Spreading depolarization (SD) is assumed to be the pathophysiological correlate of migraine aura, leading to spreading depression of activity and a long-lasting vasoconstriction known as spreading oligemia. Further, cerebrovascular reactivity is reversibly impaired after SD. Here, we explored the progressive restoration of impaired neurovascular coupling to somatosensory activation during spreading oligemia.
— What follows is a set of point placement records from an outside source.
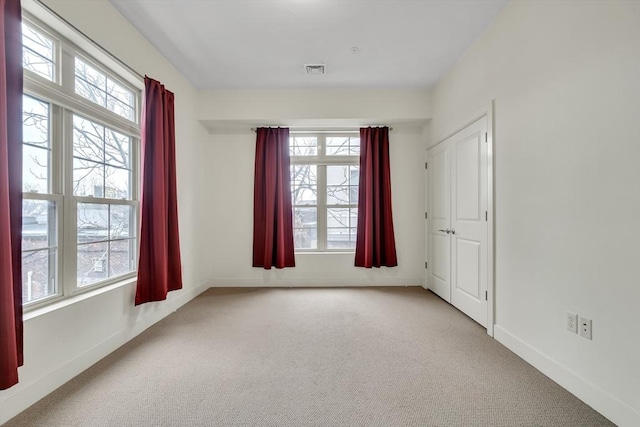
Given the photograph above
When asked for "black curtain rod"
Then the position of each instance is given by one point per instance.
(332, 131)
(96, 44)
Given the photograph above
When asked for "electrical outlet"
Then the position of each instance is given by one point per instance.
(585, 327)
(572, 322)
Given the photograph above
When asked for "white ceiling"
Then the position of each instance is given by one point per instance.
(263, 44)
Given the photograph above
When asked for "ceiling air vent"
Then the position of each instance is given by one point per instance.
(315, 69)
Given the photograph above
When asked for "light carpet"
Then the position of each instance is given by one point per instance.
(312, 357)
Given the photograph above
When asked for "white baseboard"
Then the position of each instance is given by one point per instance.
(31, 393)
(310, 282)
(600, 400)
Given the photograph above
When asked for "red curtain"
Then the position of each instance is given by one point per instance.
(375, 241)
(159, 268)
(10, 192)
(272, 216)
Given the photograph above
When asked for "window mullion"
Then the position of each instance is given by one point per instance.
(69, 237)
(322, 196)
Also, we evaluated whether nimodipine treatment accelerated the recovery of impaired neurovascular coupling after SD. Male, 4-9 months old C57BL/6 mice (n=11) were anesthetized with isoflurane (1-1.5%), and SD was triggered with KCl through a burr hole made at the caudal parietal bone. EEG and cerebral blood flow (CBF) were recorded minimally-invasively with a silver ball electrode and transcranial laser-Doppler flowmetry, rostral to SD elicitation. The L-type voltage-gated Ca2+ channel blocker nimodipine was administered i.p. (10 mg/kg). Whisker stimulation-related evoked potentials (EVPs) and functional hyperemia were assessed under isoflurane (0.1%) - medetomidine (0.1 mg/kg i.p.) anesthesia before, and repeatedly after SD, at 15 min intervals for 75 minutes. Nimodipine accelerated the recovery of CBF from spreading oligemia (time to full recovery, 52±13 vs. 70±8 min, nimodipine vs. control) and exhibited a tendency to shorten the duration of the SD-related EGG depression duration. The amplitudes of EVP and functional hyperemia were markedly reduced after SD, and progressively recovered over an hour post-SD. Nimodipine exerted no impact on EVP amplitude but consistently increased the absolute level of functional hyperemia from 20 min post-CSD (93±11 vs. 66±13 %, nimodipine vs. control). A linear, positive correlation between EVP and functional hyperemia amplitude was skewed by nimodipine. In conclusion, nimodipine facilitated CBF restoration from spreading oligemia and the recovery of functional hyperemia post-SD, which were linked to a tendency of an accelerated return of spontaneous neural activity after SD. The use of nimodipine in migraine prophylaxis is suggested to be re-visited.